Keynes’s Giraffes and the Ordinary Textuality of Economic Ideas

Interview with Professor Carolyn Biltoft

In the 1926 essay “The End of Laissez-Faire”, John Maynard Keynes used the giraffe as a metaphor of both welfare and herd dynamics, in order to argue for the importance of wise government intercession into markets. A chapter by Assistant Professor Carolyn Biltoft conducts a close textual analysis of that essay, demonstrating how Keynes’ own choice of metaphor reveals the economist’s deeper seated, even latent imperial preferences and pre-commitments (in Robert Fredona and Sophus Reinert’s New Perspectives on the History of Political Economy, Palgrave Macmillan).

Carolyn Biltoft asks what we perceive by thinking of economic theories and models as “texts”. While not denying the fact that the work of economists is to test and evaluate such theories, she claims that historians can instead work with a different set of assumptions and so arrive at a different sets of insights. Subjecting economic theory to textual analysis is a way of demonstrating the “embeddedness” of economic ideas; in short, it shows that “context” is always endogenous.

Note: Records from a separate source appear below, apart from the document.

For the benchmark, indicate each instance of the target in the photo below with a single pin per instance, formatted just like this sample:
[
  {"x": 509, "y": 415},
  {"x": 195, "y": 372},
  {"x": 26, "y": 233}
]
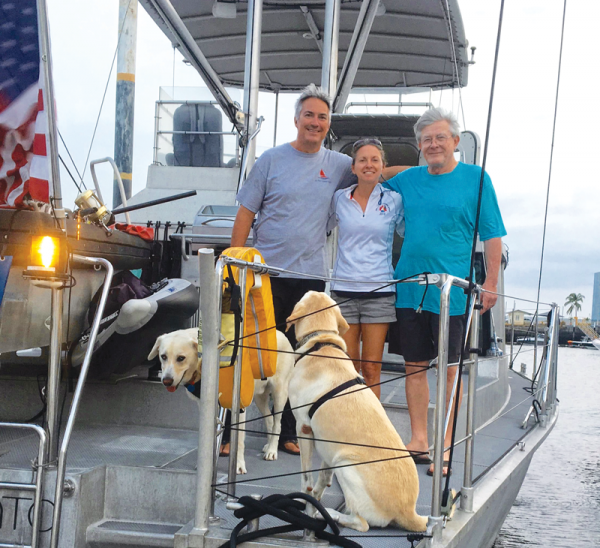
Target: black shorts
[{"x": 415, "y": 335}]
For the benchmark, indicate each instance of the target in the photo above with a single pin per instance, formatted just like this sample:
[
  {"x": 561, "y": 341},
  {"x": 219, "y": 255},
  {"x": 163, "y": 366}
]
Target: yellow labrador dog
[
  {"x": 376, "y": 494},
  {"x": 178, "y": 354}
]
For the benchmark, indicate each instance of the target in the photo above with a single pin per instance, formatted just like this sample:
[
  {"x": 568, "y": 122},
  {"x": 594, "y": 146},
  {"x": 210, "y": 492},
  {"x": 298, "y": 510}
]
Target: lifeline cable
[
  {"x": 71, "y": 158},
  {"x": 395, "y": 282},
  {"x": 562, "y": 35},
  {"x": 287, "y": 474},
  {"x": 473, "y": 251}
]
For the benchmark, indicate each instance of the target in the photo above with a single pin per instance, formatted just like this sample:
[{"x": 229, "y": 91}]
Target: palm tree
[{"x": 574, "y": 301}]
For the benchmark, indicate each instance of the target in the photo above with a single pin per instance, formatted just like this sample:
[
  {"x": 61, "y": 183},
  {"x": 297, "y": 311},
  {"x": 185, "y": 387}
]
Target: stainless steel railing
[
  {"x": 62, "y": 456},
  {"x": 36, "y": 487}
]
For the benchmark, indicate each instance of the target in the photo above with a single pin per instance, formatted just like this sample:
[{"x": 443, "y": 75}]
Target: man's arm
[
  {"x": 390, "y": 171},
  {"x": 241, "y": 227},
  {"x": 493, "y": 259}
]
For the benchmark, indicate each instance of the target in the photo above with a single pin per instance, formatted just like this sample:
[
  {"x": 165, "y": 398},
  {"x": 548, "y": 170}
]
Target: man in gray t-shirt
[{"x": 289, "y": 189}]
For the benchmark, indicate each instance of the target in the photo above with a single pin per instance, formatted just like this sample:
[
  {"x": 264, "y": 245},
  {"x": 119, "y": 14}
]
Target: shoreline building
[{"x": 596, "y": 299}]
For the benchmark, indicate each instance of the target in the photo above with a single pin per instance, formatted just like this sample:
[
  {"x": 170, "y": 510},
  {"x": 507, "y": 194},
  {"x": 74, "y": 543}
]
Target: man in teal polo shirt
[{"x": 440, "y": 206}]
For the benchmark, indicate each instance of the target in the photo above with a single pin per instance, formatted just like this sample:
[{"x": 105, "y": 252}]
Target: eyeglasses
[
  {"x": 440, "y": 139},
  {"x": 369, "y": 141}
]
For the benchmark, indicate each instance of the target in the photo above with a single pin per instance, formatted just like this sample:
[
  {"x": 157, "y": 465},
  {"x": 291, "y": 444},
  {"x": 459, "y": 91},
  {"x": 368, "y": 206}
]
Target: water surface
[{"x": 559, "y": 503}]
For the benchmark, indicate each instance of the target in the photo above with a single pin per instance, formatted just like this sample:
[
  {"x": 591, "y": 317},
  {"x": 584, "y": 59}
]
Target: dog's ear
[
  {"x": 300, "y": 310},
  {"x": 342, "y": 323},
  {"x": 154, "y": 351},
  {"x": 194, "y": 343}
]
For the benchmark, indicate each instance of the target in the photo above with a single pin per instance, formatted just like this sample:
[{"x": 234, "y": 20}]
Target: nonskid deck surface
[{"x": 175, "y": 449}]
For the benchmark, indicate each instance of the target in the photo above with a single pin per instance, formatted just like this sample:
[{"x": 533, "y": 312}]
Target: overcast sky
[{"x": 84, "y": 37}]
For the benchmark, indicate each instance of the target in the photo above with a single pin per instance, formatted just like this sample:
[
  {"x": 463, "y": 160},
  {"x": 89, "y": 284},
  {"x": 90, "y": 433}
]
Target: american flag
[{"x": 24, "y": 168}]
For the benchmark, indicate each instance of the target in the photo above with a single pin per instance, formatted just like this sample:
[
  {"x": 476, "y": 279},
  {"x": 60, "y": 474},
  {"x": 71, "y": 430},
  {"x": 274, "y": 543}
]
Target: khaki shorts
[{"x": 370, "y": 310}]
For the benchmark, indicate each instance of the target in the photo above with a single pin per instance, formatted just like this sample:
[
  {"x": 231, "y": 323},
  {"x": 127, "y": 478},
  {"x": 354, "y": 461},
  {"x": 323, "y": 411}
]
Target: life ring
[{"x": 258, "y": 340}]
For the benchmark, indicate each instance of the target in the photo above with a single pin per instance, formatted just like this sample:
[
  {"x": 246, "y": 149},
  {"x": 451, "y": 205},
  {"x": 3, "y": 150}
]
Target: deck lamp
[{"x": 48, "y": 257}]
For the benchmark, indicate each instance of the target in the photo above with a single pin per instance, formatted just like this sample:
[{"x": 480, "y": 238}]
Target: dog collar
[
  {"x": 312, "y": 335},
  {"x": 195, "y": 378}
]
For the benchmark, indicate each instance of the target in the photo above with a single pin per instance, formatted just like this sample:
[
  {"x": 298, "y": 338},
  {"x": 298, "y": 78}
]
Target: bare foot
[
  {"x": 290, "y": 447},
  {"x": 445, "y": 463}
]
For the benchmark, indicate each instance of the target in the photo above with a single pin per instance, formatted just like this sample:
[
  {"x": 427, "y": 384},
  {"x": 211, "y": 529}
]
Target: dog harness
[{"x": 332, "y": 393}]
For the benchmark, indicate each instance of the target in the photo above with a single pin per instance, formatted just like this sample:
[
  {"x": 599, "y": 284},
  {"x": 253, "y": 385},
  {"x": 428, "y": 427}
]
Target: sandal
[{"x": 445, "y": 464}]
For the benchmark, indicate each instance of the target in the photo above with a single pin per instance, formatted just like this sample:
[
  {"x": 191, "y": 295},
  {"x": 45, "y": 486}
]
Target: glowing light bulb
[{"x": 47, "y": 251}]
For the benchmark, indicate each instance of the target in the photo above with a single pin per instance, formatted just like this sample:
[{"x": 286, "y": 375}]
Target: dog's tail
[{"x": 412, "y": 522}]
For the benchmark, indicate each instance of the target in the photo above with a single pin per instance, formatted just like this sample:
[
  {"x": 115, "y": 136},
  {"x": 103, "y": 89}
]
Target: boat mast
[
  {"x": 125, "y": 97},
  {"x": 50, "y": 108},
  {"x": 331, "y": 34},
  {"x": 251, "y": 83}
]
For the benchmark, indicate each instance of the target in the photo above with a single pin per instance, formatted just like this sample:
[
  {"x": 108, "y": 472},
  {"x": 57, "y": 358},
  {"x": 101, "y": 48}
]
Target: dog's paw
[
  {"x": 241, "y": 468},
  {"x": 269, "y": 453}
]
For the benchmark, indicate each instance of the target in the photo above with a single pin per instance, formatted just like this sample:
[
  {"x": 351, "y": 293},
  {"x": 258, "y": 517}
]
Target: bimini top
[{"x": 408, "y": 46}]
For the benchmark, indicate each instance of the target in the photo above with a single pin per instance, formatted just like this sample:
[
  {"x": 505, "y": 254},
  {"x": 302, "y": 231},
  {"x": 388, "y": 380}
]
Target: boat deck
[{"x": 170, "y": 449}]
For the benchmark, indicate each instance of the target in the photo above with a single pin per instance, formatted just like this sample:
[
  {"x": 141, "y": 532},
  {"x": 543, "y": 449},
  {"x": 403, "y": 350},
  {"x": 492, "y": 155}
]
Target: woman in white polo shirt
[{"x": 367, "y": 216}]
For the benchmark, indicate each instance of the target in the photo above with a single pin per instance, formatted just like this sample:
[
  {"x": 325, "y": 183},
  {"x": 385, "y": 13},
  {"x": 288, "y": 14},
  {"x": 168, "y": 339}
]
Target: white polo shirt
[{"x": 365, "y": 238}]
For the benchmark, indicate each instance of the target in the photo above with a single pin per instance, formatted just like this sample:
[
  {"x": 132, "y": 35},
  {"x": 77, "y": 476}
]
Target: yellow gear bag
[{"x": 259, "y": 315}]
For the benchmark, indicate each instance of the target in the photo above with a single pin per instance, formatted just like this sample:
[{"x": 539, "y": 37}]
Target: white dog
[
  {"x": 178, "y": 354},
  {"x": 376, "y": 494}
]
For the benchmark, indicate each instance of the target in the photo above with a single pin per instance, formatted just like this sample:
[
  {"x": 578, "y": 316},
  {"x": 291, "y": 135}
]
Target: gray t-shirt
[{"x": 291, "y": 191}]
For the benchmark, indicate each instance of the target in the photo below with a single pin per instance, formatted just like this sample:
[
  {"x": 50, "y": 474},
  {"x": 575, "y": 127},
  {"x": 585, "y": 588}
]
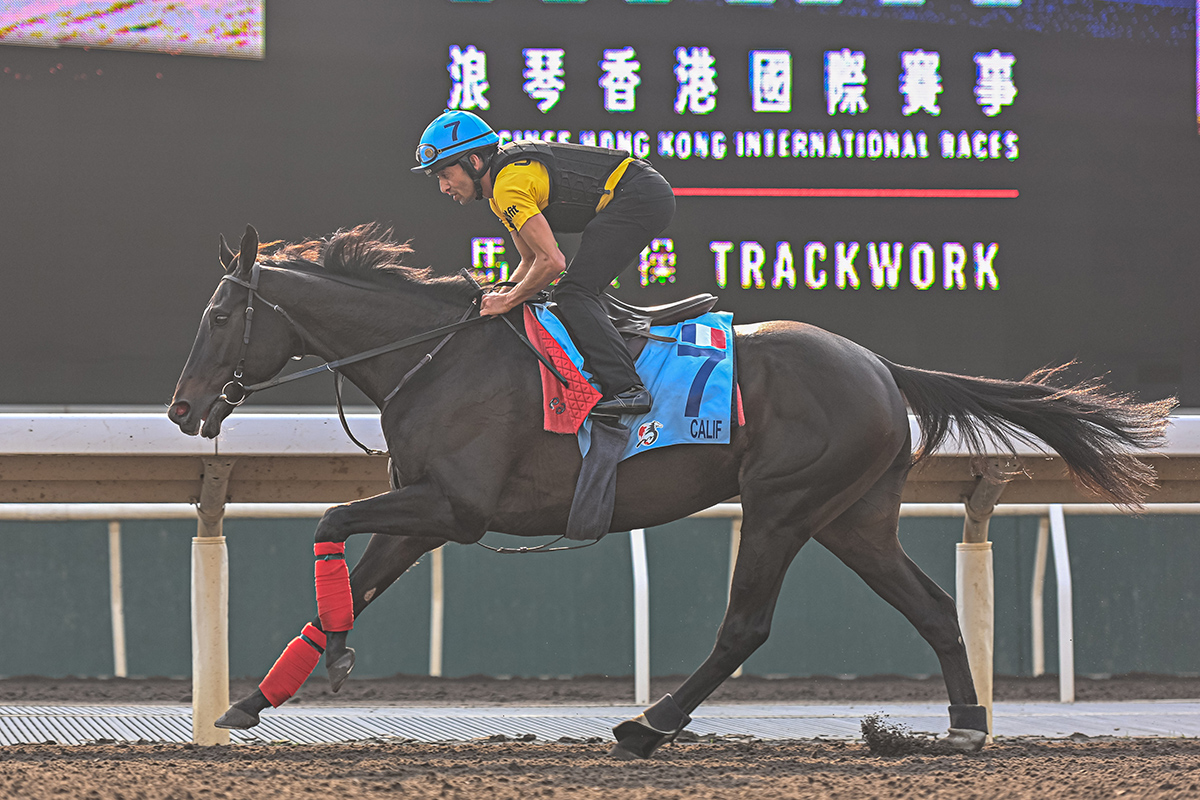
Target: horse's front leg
[
  {"x": 384, "y": 560},
  {"x": 419, "y": 510}
]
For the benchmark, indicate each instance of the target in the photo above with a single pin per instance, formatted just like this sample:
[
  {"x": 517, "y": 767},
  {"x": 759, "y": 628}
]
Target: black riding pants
[{"x": 642, "y": 205}]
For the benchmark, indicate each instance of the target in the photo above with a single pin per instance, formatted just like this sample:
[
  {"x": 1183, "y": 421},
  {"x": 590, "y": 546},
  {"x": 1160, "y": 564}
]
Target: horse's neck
[{"x": 346, "y": 320}]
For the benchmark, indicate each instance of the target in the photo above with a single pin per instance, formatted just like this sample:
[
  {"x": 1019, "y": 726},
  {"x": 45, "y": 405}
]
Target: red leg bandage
[
  {"x": 292, "y": 669},
  {"x": 335, "y": 606}
]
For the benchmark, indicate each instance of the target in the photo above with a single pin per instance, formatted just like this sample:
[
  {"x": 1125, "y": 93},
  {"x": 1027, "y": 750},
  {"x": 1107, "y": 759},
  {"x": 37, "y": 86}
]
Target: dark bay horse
[{"x": 823, "y": 453}]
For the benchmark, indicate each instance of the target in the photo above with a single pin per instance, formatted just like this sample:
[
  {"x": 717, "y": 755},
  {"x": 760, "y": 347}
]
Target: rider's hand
[{"x": 497, "y": 302}]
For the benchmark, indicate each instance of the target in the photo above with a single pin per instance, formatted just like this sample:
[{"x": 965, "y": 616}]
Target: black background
[{"x": 115, "y": 185}]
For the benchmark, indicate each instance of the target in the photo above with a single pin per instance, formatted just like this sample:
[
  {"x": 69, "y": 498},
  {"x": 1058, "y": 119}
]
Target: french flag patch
[{"x": 703, "y": 336}]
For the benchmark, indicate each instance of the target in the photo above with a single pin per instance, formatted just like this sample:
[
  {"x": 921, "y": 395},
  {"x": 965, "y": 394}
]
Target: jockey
[{"x": 539, "y": 188}]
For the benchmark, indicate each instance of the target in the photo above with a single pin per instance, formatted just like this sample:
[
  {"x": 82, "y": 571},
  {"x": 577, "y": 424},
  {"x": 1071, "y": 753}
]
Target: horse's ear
[
  {"x": 249, "y": 248},
  {"x": 226, "y": 254}
]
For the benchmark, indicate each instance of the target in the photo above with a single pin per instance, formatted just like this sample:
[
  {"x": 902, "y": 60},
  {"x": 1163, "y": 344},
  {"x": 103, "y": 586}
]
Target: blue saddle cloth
[{"x": 693, "y": 382}]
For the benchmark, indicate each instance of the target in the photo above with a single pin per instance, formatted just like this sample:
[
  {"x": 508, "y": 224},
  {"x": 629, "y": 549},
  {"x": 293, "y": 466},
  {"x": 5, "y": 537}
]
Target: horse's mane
[{"x": 367, "y": 252}]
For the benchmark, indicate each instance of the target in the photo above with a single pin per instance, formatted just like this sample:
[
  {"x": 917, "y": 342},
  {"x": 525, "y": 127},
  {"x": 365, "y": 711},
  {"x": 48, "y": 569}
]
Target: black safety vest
[{"x": 577, "y": 174}]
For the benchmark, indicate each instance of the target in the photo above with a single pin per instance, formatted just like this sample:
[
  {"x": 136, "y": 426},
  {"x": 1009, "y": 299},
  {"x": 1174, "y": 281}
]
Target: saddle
[{"x": 634, "y": 322}]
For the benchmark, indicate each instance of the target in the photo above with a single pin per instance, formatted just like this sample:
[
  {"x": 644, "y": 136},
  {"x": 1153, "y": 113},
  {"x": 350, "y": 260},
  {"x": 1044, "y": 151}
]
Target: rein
[{"x": 234, "y": 392}]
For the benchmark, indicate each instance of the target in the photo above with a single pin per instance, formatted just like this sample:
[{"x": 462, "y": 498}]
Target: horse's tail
[{"x": 1095, "y": 431}]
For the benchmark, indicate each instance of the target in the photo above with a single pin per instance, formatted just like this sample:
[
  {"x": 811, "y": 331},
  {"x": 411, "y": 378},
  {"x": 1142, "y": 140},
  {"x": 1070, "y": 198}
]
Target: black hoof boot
[
  {"x": 969, "y": 728},
  {"x": 244, "y": 714},
  {"x": 339, "y": 659},
  {"x": 654, "y": 727}
]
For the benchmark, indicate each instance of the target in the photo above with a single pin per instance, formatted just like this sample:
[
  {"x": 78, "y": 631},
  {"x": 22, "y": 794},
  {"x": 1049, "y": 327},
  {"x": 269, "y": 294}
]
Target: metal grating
[{"x": 173, "y": 723}]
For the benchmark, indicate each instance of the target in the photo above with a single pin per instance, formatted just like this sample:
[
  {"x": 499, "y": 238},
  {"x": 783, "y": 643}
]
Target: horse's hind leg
[
  {"x": 384, "y": 560},
  {"x": 864, "y": 537},
  {"x": 762, "y": 561}
]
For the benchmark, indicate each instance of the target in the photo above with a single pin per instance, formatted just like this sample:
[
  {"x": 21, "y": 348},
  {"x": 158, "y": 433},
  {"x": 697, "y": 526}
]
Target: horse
[{"x": 823, "y": 452}]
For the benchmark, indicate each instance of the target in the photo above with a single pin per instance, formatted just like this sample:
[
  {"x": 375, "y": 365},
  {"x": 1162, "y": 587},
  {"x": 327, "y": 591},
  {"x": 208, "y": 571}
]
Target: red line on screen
[{"x": 972, "y": 193}]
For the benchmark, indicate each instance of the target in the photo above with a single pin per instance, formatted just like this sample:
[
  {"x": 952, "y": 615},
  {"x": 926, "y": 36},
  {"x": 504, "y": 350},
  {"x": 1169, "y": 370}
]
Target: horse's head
[{"x": 241, "y": 341}]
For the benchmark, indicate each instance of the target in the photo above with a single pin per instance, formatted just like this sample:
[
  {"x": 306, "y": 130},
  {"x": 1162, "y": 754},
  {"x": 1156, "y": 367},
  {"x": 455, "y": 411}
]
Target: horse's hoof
[
  {"x": 340, "y": 669},
  {"x": 237, "y": 720},
  {"x": 965, "y": 740},
  {"x": 658, "y": 725},
  {"x": 622, "y": 755}
]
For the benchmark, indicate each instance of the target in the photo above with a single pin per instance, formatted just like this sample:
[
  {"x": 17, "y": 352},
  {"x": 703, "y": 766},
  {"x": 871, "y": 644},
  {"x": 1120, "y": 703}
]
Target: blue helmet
[{"x": 451, "y": 137}]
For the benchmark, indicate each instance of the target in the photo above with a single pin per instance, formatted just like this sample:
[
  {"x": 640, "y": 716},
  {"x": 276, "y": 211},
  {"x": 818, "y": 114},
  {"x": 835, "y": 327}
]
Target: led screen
[
  {"x": 226, "y": 29},
  {"x": 925, "y": 176}
]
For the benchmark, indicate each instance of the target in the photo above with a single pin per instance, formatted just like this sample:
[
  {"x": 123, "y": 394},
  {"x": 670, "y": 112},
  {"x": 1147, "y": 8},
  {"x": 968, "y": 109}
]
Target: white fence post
[
  {"x": 641, "y": 618},
  {"x": 1066, "y": 613},
  {"x": 117, "y": 599}
]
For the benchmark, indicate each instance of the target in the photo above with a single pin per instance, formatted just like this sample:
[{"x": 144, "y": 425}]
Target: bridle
[{"x": 235, "y": 392}]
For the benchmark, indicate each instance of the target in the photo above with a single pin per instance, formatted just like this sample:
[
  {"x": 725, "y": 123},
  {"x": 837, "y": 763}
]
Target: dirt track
[
  {"x": 421, "y": 690},
  {"x": 811, "y": 769},
  {"x": 1014, "y": 769}
]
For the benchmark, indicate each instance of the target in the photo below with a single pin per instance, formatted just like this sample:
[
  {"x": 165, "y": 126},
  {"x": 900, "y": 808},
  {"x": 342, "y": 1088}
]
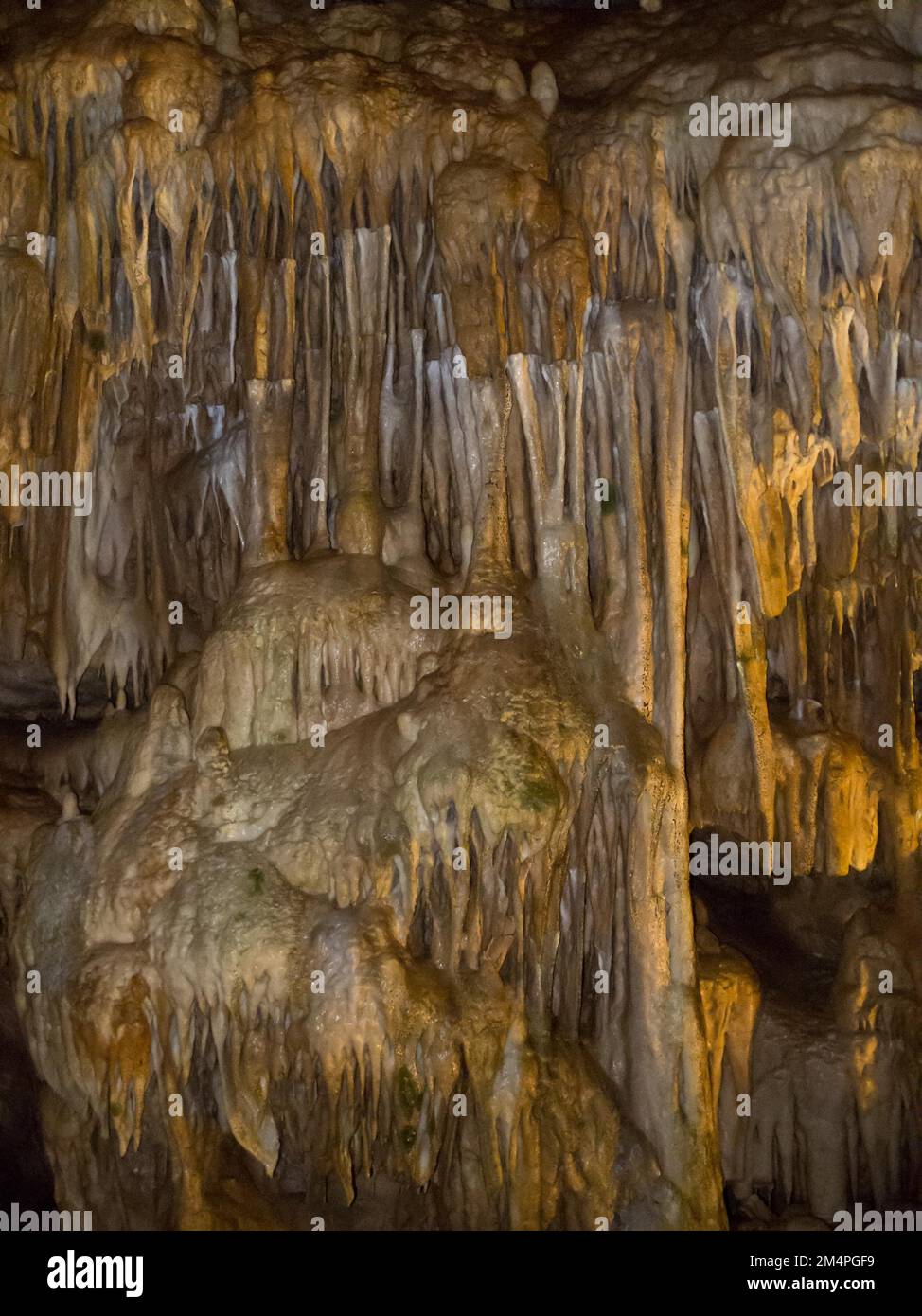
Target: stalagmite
[{"x": 478, "y": 404}]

Professor Biltoft interrogates the work of influential British economic theorists such as J.M. Keynes, who chose the “giraffe” as a metaphor for rethinking the link between self-interest and collective welfare. Since the figure of the giraffe figured so significantly in the iconography of British imperialism, she argues that Keynes’ reference can be a starting place for rethinking the hidden geographies of his concept of “the National Economy”. In short, she suggests that we can see Keynes’ implicit conception of imperialism running in the background of his concept of “collective welfare”.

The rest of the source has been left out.